I asked a CBP spokesperson what legal authority the agency could show for the search. In response, the spokesperson said:

In this situation, CBP was assisting ICE in locating an individual possibly aboard the flight that was ordered removed from the United States pursuant to the Immigration and Nationality Act. To assist ICE, CBP requested consensual assistance from passengers aboard the flight to determine whether the removable individual in question was in fact aboard the flight. In the course of seeking this assistance, CBP did not compel any of these domestic passengers to show identification. With much-appreciated cooperation from these passengers, CBP was able to resolve the issue with minimal delay to the traveling public.

It's quite legal for law enforcement to ask for “voluntary” cooperation. Anyone who follows criminal-procedure cases, however, knows that “voluntary” in legalese does not mean what ordinary people think it means. Supreme Court caselaw makes clear that officers may block an exit and ask for ID or permission to search. They aren’t required to tell the individual stopped that he or she may refuse, and they have every incentive to act as if refusal may result in arrest. The Supreme Court held in 1984 that “while most citizens will respond to a police request, the fact that people do so, and do so without being told they are free not to respond, hardly eliminates the consensual nature of the response.” Passengers deplaning after a long flight might reasonably fear they will be “detained” if they anger the law enforcement figure blocking their exit. That officer is under no obligation to tell them they can refuse.

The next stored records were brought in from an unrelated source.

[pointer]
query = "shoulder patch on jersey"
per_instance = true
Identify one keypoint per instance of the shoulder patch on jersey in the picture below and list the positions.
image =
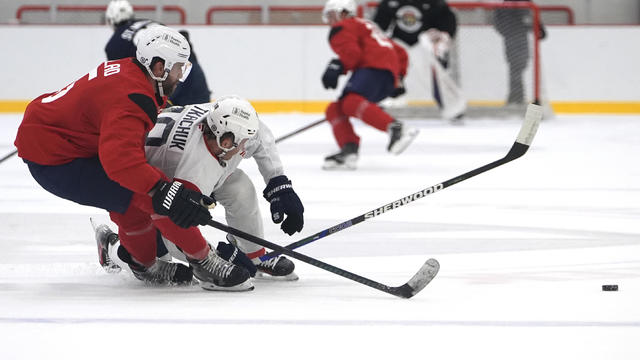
(146, 104)
(334, 31)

I am a white, English-speaking law professor, affluent, privileged, articulate, and a native-born citizen. Such hair as I have is white and I can hardly seem like a threat to anyone. I have researched the matter, and feel reasonably confident that an agent would have to let me pass if I refused the demand for my papers. If not, I can afford counsel and my family knows excellent lawyers to call.

I am vowing here and now not to show papers in this situation. I know that it will take gumption to follow through if the situation arises. What will be the reaction of ordinary travelers, some with outstanding warrants or other legal worries? Should we expect heroism of people who just want to get off an airplane?

Justice William O. Douglas once wrote that a regime of liberty includes “freedom from bodily restraint or compulsion, freedom to walk, stroll, or loaf.”

A shadow is falling over that freedom, both for aliens and for citizens. Its loss will be devastating.

Garrett Epps teaches constitutional law and creative writing for law students at the University of Baltimore. His latest book is American Justice 2014: Nine Clashing Visions on the Supreme Court.